RFC Coding Guidelines: Formatting Class Member Declarations | Haiku Project

This RFC proposes to change the Haiku coding guidelines to change the formatting of class and struct member declarations in class and struct definitions from a Table Class Member Declaration Style, to a Normalized Class Member Declaration Style. The arguments are that (1) the current format has severe limitations which limits the aesthetic value of the current formatting, especially when modern C++ language features are used, and (2) it is not a good use of the time of Haiku’s contributors to modify and maintain custom logic in the haiku-format tool (derived from clang-format). If the proposal is adopted, any new code contributions will have to use the new formatting style, and contributors are required to reformat any struct and class definitions that they modify. There will be an exception for shared headers.


This is a companion discussion topic for the original entry at https://www.haiku-os.org/blog/nielx/2024-02-05_rfc_coding_guidelines_formatting_class_member_declarations
10 Likes

Very well written! Thank you for putting in the time for the blog post.

I didn’t see anything for function attributes, such as [[nodiscard]] virtual bool DoesThingExist();.

Should any comments be added about their use?

1 Like

Like Zakero said, well met!

I might go so far as to say that consistent formatting is the goal. As such, if a file is touched, it must be reformatted to the new rules (provided that the formatting is automatic–not requiring manual intervention–and doesn’t require much extra effort on the part of the volunteers). Parts of a file can be escaped but must include short-ish comments explaining why that part retains the old formatting (to avoid someone in the future scratching her head wondering why it wasn’t reformatted).

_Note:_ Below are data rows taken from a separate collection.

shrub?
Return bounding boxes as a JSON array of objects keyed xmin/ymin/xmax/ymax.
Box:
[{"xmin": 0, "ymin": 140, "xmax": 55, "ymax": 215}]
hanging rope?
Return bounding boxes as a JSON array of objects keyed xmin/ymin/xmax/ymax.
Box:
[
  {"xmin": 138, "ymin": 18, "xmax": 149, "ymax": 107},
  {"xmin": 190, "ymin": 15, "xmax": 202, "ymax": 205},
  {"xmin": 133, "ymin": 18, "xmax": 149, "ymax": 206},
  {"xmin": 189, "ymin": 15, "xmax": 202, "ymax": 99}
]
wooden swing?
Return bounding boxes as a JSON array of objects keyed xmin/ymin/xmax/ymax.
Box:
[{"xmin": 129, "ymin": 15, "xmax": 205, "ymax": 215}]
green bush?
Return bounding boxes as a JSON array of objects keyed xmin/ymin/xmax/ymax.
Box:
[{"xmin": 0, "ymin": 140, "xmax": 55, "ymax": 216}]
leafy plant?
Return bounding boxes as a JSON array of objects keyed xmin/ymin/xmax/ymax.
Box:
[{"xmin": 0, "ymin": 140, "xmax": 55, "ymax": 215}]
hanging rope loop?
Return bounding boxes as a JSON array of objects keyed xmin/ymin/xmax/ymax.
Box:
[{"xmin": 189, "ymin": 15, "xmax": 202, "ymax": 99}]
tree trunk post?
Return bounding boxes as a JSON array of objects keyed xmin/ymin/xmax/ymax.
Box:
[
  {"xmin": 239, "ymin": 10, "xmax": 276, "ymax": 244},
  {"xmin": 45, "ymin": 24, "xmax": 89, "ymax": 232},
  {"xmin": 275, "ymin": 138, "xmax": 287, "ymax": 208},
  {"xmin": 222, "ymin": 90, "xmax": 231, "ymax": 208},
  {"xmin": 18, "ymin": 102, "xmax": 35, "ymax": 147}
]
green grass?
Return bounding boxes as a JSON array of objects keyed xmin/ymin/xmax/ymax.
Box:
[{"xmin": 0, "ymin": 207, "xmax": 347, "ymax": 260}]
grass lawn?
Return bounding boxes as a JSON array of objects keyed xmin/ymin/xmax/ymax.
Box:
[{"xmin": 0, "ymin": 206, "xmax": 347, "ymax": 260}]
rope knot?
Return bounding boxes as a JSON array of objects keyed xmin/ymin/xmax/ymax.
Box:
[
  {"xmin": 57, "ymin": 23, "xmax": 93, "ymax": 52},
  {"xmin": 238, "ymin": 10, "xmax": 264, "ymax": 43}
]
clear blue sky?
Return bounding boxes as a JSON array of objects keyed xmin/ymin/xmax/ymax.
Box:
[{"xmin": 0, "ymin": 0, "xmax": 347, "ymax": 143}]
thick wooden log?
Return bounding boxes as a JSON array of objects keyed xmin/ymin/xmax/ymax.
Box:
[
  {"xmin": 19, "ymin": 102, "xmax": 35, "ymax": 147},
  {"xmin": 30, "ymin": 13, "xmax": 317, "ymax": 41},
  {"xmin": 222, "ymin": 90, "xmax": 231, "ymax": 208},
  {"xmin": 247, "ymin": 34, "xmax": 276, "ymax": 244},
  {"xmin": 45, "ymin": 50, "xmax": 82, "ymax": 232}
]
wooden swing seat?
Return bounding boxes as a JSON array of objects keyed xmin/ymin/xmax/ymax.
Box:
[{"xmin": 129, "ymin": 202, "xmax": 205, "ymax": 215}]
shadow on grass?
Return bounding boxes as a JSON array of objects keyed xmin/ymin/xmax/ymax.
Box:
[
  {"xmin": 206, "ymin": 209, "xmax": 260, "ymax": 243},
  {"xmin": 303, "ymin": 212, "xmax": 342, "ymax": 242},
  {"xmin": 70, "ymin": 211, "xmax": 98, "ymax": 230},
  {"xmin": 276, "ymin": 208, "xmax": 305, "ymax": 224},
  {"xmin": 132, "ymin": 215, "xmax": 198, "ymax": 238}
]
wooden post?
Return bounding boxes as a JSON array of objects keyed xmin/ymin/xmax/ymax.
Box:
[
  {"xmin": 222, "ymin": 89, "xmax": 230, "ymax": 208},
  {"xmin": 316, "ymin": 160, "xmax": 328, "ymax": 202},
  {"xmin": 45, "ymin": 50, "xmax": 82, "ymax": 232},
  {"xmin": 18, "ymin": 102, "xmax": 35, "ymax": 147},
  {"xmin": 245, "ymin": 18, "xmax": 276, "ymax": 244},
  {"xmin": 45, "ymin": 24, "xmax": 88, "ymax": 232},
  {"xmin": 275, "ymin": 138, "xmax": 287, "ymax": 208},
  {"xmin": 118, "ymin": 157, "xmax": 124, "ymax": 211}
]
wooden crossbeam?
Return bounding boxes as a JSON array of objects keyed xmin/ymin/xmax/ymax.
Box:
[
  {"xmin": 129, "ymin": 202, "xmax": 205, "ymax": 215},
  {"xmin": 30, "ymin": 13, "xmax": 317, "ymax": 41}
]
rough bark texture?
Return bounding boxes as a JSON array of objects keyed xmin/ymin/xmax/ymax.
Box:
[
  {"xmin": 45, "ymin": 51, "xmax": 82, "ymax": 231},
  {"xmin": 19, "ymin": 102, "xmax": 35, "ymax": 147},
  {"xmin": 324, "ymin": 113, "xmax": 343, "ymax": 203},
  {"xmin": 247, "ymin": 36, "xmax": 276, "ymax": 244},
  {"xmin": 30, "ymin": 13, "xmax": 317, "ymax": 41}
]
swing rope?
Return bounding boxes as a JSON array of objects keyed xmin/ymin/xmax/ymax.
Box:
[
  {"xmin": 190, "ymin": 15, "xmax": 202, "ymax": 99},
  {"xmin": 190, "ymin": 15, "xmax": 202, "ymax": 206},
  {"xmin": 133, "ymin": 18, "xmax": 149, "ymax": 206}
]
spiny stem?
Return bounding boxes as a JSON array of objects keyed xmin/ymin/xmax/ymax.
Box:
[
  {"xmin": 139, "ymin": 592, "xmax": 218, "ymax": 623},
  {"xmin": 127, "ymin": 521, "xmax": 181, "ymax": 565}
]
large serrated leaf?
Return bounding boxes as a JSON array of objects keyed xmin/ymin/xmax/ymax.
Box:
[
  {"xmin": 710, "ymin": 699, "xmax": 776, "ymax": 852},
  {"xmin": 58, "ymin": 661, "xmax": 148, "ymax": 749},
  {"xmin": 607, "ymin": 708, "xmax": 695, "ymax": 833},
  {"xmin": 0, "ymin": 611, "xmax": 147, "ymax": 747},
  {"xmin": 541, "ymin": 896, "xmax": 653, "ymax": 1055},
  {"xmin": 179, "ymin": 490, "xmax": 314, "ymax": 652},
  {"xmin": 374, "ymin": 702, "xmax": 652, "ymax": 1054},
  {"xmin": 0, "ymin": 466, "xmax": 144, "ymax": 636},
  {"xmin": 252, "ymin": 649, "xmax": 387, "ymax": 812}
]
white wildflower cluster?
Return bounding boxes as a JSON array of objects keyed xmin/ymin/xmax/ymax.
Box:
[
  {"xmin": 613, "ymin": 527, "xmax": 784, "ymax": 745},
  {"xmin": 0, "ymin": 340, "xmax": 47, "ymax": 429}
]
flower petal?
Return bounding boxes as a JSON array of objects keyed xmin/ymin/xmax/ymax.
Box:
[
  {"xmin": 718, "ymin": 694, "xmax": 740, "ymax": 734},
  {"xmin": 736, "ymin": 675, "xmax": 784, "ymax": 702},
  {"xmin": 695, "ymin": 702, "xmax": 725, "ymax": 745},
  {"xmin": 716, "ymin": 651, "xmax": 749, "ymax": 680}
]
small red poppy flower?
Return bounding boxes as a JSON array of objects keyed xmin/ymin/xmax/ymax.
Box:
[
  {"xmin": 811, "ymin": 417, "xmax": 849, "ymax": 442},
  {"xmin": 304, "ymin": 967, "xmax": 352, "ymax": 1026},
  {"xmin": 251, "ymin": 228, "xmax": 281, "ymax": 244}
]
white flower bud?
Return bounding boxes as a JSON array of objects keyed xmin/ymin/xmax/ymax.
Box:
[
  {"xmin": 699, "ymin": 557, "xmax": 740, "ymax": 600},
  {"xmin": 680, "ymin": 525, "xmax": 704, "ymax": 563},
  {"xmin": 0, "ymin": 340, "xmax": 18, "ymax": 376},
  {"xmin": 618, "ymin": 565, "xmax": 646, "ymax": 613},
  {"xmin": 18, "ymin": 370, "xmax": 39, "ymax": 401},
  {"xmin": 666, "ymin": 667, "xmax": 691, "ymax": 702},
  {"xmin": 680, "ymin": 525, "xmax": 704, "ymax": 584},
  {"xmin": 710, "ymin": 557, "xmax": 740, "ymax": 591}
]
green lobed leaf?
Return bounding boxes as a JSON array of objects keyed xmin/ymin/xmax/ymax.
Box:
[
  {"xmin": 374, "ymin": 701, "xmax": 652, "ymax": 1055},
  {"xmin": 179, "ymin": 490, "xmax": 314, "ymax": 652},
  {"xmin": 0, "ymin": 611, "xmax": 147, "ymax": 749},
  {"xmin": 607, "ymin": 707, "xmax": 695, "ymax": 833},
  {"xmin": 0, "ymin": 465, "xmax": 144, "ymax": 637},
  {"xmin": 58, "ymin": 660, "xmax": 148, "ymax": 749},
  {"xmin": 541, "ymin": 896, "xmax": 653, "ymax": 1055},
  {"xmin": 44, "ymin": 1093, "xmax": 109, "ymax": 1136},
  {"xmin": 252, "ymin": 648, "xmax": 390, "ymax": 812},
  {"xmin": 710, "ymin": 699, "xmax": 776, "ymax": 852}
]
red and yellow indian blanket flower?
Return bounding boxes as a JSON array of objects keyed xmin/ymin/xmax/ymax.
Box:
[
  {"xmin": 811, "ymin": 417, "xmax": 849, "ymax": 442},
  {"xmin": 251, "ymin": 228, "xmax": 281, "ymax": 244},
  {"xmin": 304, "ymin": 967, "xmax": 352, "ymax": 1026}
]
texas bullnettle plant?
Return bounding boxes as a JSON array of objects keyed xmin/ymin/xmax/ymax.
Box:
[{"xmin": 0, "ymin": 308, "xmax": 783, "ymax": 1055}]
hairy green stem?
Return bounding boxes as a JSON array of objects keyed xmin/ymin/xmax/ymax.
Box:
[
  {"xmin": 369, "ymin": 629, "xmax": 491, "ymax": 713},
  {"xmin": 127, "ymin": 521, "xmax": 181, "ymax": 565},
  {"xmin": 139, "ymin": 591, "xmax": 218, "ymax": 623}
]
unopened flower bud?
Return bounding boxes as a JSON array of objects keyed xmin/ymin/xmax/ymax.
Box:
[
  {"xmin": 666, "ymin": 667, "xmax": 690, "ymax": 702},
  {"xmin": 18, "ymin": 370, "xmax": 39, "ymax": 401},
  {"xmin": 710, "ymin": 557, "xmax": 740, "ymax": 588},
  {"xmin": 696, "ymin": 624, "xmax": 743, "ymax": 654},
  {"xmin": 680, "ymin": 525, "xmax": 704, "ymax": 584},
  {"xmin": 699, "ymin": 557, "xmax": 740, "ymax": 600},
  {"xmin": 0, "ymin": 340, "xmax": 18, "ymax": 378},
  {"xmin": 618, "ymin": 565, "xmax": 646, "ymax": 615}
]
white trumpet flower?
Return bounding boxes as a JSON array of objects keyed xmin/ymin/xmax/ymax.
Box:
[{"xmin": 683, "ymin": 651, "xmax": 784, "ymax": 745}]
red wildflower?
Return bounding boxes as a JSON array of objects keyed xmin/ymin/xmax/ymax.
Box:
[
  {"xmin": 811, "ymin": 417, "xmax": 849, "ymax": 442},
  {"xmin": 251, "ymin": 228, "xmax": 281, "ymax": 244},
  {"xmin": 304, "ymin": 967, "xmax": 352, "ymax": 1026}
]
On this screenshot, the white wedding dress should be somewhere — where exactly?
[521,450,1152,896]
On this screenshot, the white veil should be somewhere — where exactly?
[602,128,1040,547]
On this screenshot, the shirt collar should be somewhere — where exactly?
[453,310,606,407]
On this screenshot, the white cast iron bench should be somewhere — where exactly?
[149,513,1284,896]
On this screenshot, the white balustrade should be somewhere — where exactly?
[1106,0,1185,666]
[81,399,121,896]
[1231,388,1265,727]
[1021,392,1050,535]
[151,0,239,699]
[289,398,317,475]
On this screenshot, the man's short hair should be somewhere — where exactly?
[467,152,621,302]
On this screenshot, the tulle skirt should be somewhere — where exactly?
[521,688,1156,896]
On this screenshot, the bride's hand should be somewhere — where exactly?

In time, much/most of the source should contain the new formatting. Then a committee can decide whether or not to reformat the remaining sources.

Kind of a side issue that 1) relates only to the API include files, 2) doesn’t appear to be a problem here, and 3) has nothing to do with C++ coding – I occasionally entertain myself by working on software that generates API interfaces for other languages, starting with those include files.

I’m pretty sure the proposed format will parse just fine, so no difference there. It helps that the existing files are consistently formatted, but that’s more where there’s white space and where not. It would be great if there are C++ features that would allow you to explicitly denote things like

  • a return (“write”) parameter
  • a parameter passed by address that will be retained by the called function and should not be freed (e.g. BMessage passed to BMenuItem)
  • a function that will run in its own thread like BWindow::Show()
  • (… probably more)

Also …

Indeed, for me WebPositive can’t even operate the horizontal scrollbar that would bring the right side of the text into view.

Hello Niels; Again, thank you for your work on this. I would happy if you want to make this change. I sometimes find the “table layout” quite awkward to work with and would prefer the more compact style.

1 Like

In which website? Did you open a bug report?

To my knowledge both scrollbars work correctly.
Please open a bug if that isn’t the case: https://dev.haiku-os.org

Hello,

Here are my thoughts and opinion on this.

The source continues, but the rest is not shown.